Po przyjeździe do USA obejrzałam kilka filmów nakręconych w oparciu wybrane serie popularnych tu komiksów. Oglądałam przygody owych superbohaterów, nie wiedząc jednocześnie 'kto', 'dlaczego' i 'skąd się wziął'. To, co dla mojego męża i dla większości Amerykanów jest znane 'od zawsze', dla mnie było nowością.

Komiks amerykański to temat rzeka. Ma wielu bohaterów, którzy zmagają się ze złem i ratują świat, walcząc pojedynczo i grupowo. Niektórzy to weterani, jak Superman (1938), inni 'urodzili się' wiele lat później. Można by na ich temat napisać niejedną dysertację naukową. Do znawców tematu nie należę, ale w ramach poszerzania swojej wiedzy w tej dziedzinie, przedstawię w skrócie niektóre z tych superpostaci.

Wolverine to w języku polskim 'rosomak tundrowy'. Jest to drapieżny ssak lądowy, należący do rodziny łasicowatych.

Wolverine, znany również jako Jim Logan (prawdziwe nazwisko James Howlett), to mutant, superbohater (Marvel Comics), który pierwszy raz pojawił się w komiksie 'Hulk Hogan' w listopadzie 1974 roku.

Wolverine jest zdolny do regeneracji swojego ciała. Zadane mu rany goją się same. Nie szkodzą mu trucizny, jest odporny na wirusy, choroby, działanie alkoholu. Jego refleks, zwinnosć, skocznosć, a także poziom wyostrzenia wszystkich zmysłów maja nadludzki charakter. Wolverine się nie starzeje, nie jest jednak niesmiertelny. Pozbawienie go niezbędnych do życia organów wewnętrznych, prowadzi do jego terminacji.
Szkielet Wolverine'a różni się od ludzkiego wysuwanymi z brzegu obydwu dłoni niezwykle twardymi i ostrymi szponami (trzy na każdej dłoni).

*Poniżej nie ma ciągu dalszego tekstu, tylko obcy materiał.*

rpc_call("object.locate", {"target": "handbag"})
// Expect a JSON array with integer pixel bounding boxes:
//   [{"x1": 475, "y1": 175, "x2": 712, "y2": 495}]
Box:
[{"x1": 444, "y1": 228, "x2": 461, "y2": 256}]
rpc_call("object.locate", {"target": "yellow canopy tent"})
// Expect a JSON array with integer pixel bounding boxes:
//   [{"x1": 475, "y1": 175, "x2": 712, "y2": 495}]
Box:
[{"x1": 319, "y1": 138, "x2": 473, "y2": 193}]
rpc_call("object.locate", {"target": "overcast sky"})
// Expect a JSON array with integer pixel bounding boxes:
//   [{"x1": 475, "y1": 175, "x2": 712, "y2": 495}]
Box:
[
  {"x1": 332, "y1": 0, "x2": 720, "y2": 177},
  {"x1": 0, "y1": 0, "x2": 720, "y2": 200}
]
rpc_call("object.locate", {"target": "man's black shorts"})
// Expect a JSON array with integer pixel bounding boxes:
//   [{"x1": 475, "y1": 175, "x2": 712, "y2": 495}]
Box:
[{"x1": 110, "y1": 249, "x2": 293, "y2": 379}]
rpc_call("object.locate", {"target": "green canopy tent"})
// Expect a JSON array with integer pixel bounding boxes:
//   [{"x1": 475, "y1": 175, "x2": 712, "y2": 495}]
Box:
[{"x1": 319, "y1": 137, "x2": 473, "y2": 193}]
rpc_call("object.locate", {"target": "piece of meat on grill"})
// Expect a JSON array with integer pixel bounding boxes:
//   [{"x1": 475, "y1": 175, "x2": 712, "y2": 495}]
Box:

  • Wzrost: ok. 162 cm - niższy ode mnie!
  • Oczy - niebieskie, włosy - czarne
  • Rodzice: John i Elizabeth Howlett (matka popełnia samobójstwo po tym, kiedy James zabił Thomasa Logana)
  • Rok urodzenia: Koniec XIX w.
  • Miejsce urodzenia: Alberta, Kanada 
  • Pierwsza miłosć: Róża
  • Pierwszy kompan/przyjaciel - chłopiec zwany Psem
  • Żona: Itsu - zabita przez zamachowców

Historia J. Howletta:

W dzieciństwie był wątłym chłopcem zaniedbywanym przez matkę (kobieta załamała się psychicznie po śmierci młodszego brata Jamesa). Młody Howlett spędzał czas z dwójką przyjaciół: Różą oraz Psem (synem Thomasa Logana, zarządcy majątku, w którym mieszkała rodzina Howlett). Thomas Logan, mocno nadużywający alkoholu, często znęcał się nad swoim synem, co było przyczyną zaburzeń psychopatycznych Psa. W wieku młodzieńczym napastował on Różę, o czym James poinformował Logana. Spowodowało to lawinę wydarzeń, w których czasie pierwszy raz objawiła się mutacja Jamesa Howletta - kościste szpony.

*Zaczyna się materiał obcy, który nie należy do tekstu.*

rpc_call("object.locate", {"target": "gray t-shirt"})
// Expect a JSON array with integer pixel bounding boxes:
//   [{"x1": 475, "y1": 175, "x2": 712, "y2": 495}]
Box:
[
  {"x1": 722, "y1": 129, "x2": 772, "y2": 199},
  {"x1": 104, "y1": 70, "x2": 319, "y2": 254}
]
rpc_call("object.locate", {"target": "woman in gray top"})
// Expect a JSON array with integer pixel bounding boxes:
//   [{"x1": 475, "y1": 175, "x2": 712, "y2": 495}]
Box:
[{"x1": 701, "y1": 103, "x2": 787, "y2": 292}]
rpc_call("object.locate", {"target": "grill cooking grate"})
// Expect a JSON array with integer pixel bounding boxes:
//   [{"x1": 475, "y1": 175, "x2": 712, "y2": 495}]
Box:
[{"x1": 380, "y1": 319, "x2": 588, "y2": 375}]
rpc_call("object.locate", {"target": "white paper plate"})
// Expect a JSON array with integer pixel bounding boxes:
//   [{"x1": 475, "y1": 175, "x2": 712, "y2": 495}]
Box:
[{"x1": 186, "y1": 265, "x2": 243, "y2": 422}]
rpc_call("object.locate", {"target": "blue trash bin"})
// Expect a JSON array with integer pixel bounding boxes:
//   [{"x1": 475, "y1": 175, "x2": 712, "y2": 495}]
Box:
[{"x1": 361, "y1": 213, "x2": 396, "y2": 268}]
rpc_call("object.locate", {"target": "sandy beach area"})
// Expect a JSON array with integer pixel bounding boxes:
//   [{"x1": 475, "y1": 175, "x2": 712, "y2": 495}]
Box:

Wolverine, broniąc swojej matki przed Loganem oraz Psem, zabija szponami Thomasa oraz rani twarz Psa.

Młody James Howlett

James ucieka wraz z Różą — para osiedla się w kolonii górniczej w Brytyjskiej Kolumbii, gdzie podają się za kuzynów. James Howlett przybiera nazwisko Logan. Z biegiem lat staje się on szanowanym członkiem społeczności górniczej. Rozwijają się w nim także nadprzyrodzone zdolności.
W tym czasie, na prośbę dziadka Jamesa, psychopatyczny Pies (który ma nadzwyczajne umiejętności tropienia) znajduje Różę oraz swojego dawnego kolegę Jamesa Howletta vel Logana. Między młodzieńcami wywiązuje się zażarta walka — Pies pada nieprzytomny, Róża próbuje powstrzymać Logana od zabicia tego pierwszego i sama, przypadkowo ginie od szponów mutanta. Zrozpaczony Logan chroni się w lesie, gdzie spędza kilka lat na wygnaniu, wśród stada wilków.

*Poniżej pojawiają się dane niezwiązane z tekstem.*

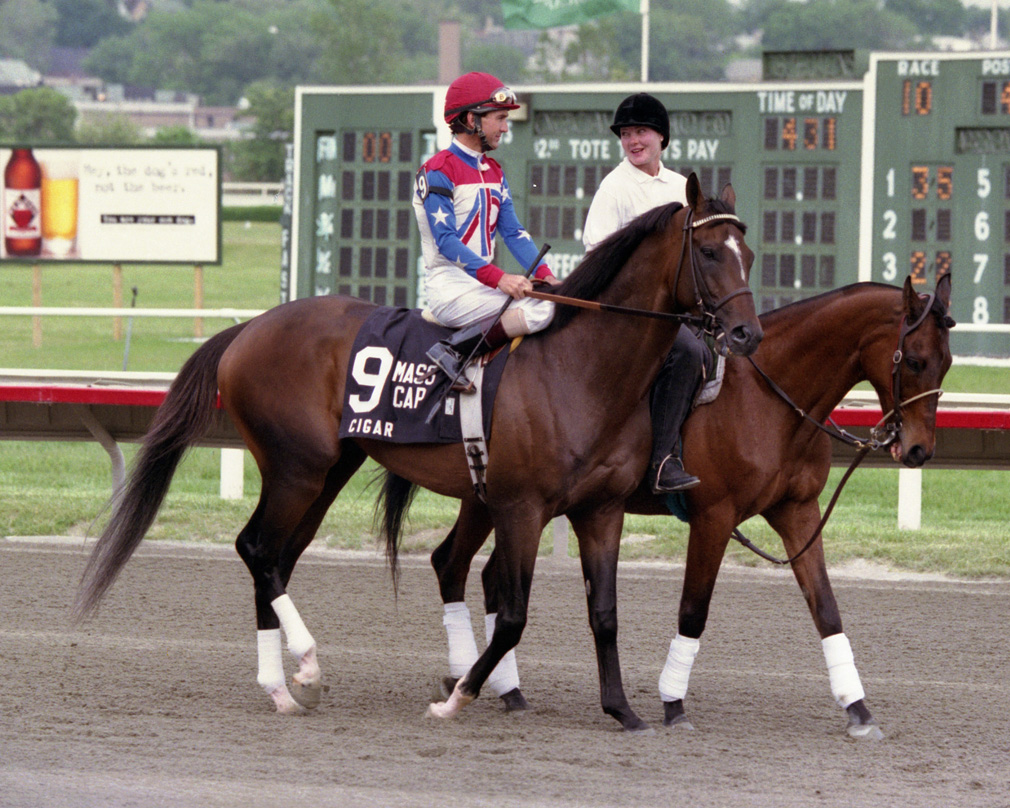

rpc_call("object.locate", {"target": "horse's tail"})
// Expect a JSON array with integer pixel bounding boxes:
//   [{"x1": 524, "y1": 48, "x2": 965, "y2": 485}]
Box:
[
  {"x1": 74, "y1": 322, "x2": 247, "y2": 620},
  {"x1": 376, "y1": 472, "x2": 417, "y2": 589}
]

Dalsze losy mutanta pełne są zawirowań — Logan mieszka w Kanadzie, na fikcyjnej wyspie Madripoor, w Japonii (gdzie żeni się z Itsu). Superbohater bierze udział w walkach podczas pierwszej i drugiej wojny światowej, później pracuje dla CIA. Jest kilkakrotnie porywany. Więziony przez agencję prowadzącą program 'Broń X', jest też obiektem eksperymentów. W szkielet Logana, wbrew jego woli zaimplantowane zostaje adamantium (fikcyjny stop metalu), które czyni kości mutanta (i jego szpony) niezniszczalnymi.

Wolverine (pseudonim, który Logan przyjmuje po misji w Iraku) zostaje również członkiem drużyny superbohaterów zwanych X-Men, a później także grupy Mściciele (Avengers). Ma wiele przygód, starć z 'złym' w licznych jego wydaniach i personifikacjach.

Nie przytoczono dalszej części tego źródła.